It's getting downright eerie how every time I open WWRWW there is right away a sentence in the section I'm on that perfectly describes and explains where I am in the present.
Yesterday I was feeling like I had lost my footing. That the progress I was feeling had disappeared. I tentatively posited that it may be related to Roi's stepping up in his recovery. I didn't ask him to do this, he did it on his own, but I'm sure that my moving toward leaving helped prompt it. Either way, I was intuiting that this action on his part was not jiving well with my progress. It would suggest some hope that he'll find genuine sobriety and become a better person -- that the lying might stop, the acting out, the selfish behaviors.

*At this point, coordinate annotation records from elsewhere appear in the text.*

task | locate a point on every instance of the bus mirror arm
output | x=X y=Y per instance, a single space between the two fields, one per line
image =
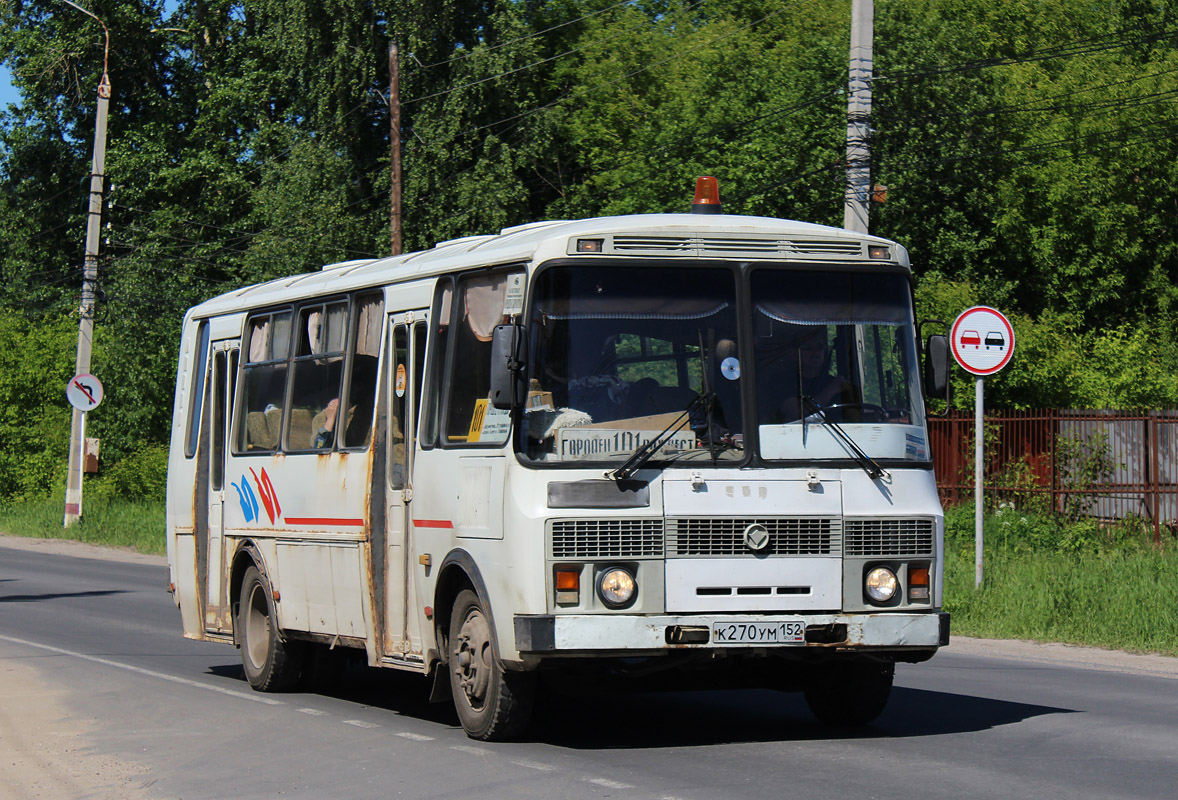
x=937 y=367
x=509 y=378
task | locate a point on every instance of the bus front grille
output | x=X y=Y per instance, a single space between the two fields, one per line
x=607 y=539
x=725 y=536
x=888 y=537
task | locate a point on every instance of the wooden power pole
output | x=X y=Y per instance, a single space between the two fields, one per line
x=395 y=149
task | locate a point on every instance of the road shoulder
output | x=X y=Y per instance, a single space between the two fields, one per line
x=79 y=549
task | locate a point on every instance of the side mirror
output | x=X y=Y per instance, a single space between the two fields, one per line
x=937 y=367
x=509 y=381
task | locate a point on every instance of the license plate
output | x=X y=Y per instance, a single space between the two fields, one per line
x=735 y=632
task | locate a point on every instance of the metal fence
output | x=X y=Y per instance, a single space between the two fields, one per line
x=1111 y=465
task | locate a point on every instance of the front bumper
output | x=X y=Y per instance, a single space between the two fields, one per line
x=620 y=634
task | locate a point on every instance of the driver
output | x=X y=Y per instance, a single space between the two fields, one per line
x=818 y=383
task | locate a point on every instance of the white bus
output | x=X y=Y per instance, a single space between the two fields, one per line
x=693 y=443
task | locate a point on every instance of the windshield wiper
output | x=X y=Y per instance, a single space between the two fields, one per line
x=866 y=462
x=644 y=453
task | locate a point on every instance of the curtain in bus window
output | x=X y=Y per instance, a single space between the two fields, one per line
x=368 y=325
x=484 y=304
x=264 y=382
x=838 y=298
x=315 y=410
x=270 y=337
x=469 y=415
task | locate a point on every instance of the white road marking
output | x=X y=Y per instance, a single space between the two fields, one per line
x=415 y=736
x=608 y=784
x=150 y=673
x=467 y=748
x=535 y=765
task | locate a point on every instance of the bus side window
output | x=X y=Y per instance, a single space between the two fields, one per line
x=369 y=311
x=197 y=395
x=443 y=306
x=397 y=416
x=316 y=415
x=263 y=382
x=467 y=408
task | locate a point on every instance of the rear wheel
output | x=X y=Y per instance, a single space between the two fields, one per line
x=849 y=694
x=492 y=703
x=271 y=665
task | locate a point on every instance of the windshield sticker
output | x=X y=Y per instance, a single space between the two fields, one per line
x=729 y=368
x=513 y=303
x=588 y=442
x=489 y=422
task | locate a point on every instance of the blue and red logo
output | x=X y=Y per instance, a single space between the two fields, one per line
x=249 y=498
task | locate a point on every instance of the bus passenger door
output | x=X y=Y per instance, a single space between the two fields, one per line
x=222 y=379
x=406 y=356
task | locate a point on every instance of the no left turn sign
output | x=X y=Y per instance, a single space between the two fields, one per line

His amping up on recovery was coinciding with my amping up on "seeing the truth" for what it was, but his new actions changed the truth I was seeing and interrupted my being able to process my feelings about it.
Last night before bed I picked up WWRWW where I had left off and two pages in, this:
Women who try to make their deeper feelings invisible are deadening themselves. The light goes out. It is a painful form of suspended animation.
Precisely describes how I'm feeling and why. My deeper feelings about Roi involve hurt and the wrong-doings that led to that hurt. He was my outer predator, but I hadn't been willing to fully face that before because I kept holding on to hope. When I washed the veils of hope away, entered the Killing Room, and saw the carnage for what it was, I was building the psychic energy required to fight back, to save myself. Roi's new dedication to wellness introduces hope again and I don't want it right now. But because it is there, I've suppressed everything again, and now hang out in the dead zone, painfully suspended.
What next, is the question.
I must go back to the Killing Room and find my own bones, collect them up, and move them to safety.